Flood waters rose across Australia’s northeast today, covering an area bigger than France and Germany combined, inundating 22 towns and stranding 200,000 people, and closing one of the country’s major sugar export ports.

Flooding has already shut major coal mines in Queensland state and its biggest coal export port, forcing a long list of miners such as Anglo American and Rio Tinto to slow or halt operations.

The worst flooding in about 50 years has been caused by a La Nina weather pattern that has resulted in torrential rain over the past two weeks across northeast Australia.

“This disaster is a long way from over,” Queensland state premier Anna Bligh told reporters today.

“We now have 22 towns or cities that are either substantially flooded or isolated. That represents some 200,000 people spanning an area that’s bigger than the size of France and Germany combined.”

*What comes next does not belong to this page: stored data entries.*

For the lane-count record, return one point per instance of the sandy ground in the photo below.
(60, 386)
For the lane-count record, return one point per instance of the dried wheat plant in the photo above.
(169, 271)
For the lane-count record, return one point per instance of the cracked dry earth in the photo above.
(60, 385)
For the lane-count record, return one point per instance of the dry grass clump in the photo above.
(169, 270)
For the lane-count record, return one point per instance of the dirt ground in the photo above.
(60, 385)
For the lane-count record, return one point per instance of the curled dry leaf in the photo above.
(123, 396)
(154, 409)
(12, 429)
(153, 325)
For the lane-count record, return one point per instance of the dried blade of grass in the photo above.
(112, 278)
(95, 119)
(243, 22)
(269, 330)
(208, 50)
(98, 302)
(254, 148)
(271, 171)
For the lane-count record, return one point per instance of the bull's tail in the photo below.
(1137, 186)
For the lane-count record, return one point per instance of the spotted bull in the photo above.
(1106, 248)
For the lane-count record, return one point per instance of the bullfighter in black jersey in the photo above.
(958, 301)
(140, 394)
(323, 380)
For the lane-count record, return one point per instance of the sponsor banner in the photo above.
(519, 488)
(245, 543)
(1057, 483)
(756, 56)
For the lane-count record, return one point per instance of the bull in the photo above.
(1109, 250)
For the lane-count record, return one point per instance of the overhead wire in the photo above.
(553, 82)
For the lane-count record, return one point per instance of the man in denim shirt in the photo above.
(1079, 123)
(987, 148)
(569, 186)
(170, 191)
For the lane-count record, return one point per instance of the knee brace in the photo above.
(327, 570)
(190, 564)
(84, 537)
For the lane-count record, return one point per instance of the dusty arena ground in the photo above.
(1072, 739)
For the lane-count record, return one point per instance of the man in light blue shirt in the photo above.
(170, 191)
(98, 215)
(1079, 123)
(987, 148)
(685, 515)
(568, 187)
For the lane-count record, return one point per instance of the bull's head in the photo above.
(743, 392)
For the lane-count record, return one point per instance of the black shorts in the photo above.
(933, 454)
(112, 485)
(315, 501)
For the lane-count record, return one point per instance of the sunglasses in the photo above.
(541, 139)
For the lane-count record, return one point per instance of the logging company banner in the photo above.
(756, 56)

Prime Minister Julia Gillard toured the flood-hit sugar city of Bundaberg, which closed its port today after flood debris was washed downstream into shipping channels and damaged navigation beacons.

“This is a natural disaster across Queensland,” said Gillard in announcing a A$1 million (RM3.1 million) government contribution to a flood aid appeal that now totals A$6 million.

Shipments of sugar from Australia, one the world’s leading exporters of the sweetener, have been disrupted because of the closure of Bundaberg’s port. The port normally ships about 400,000 tonnes of raw sugar a year, with three 30,000-tonne vessels due to arrive in the next few days.



“If the port is closed for only a few days it won’t be a big issue but any extended delay would cause some concern,” said Brian Mahoney, an executive with Marybrough Sugar Factory Ltd, which ships through Bundaberg.

The inland sea that now stretches across Queensland is dotted with the roofs of flooded homes, islands of dry ground crowded with stranded livestock, and small boats ferrying people and emergency supplies.

Bundaberg resident Sandy Kiddle hugged Gillard as she told of the heartbreak of seeing her house flooded.

“It was just a sea of water and I thought the beach would never come to our house,” Kiddle told Gillard from the evacuation centre she now calls home.

Australia has recorded its wettest spring on record, said the nation’s weather bureau, causing six major river systems in Queensland state to flood. Several rivers in New South Wales state have also caused flood damaging the nation’s wheat crop.

Possibly as much as half the Australian wheat crop or about 10 million tonnes has been downgraded to less than milling quality because of rain damage, tightening global supplies and contributing to prices for the grain rising about 45 per cent this year, the biggest surge since 2007.

The floods have also pushed coking coal and thermal prices sharply higher, and tight markets are keeping a close eye on further disruptions. Queensland’s ports have an annual coal export capacity of 225 million tonnes.

Australia is the world’s biggest exporter of coking coal used to make steel, and accounts for about two-thirds of global trade. It is also the second-biggest exporter of thermal coal used for power generation.

Emergency authorities in Queensland said the flooding was not expected to reach a peak in some areas until Sunday, and would not recede for at least a week.

Authorities are warning of rising health risks from floodwaters in Queensland, along with the danger of crocodiles and snakes in flooded homes.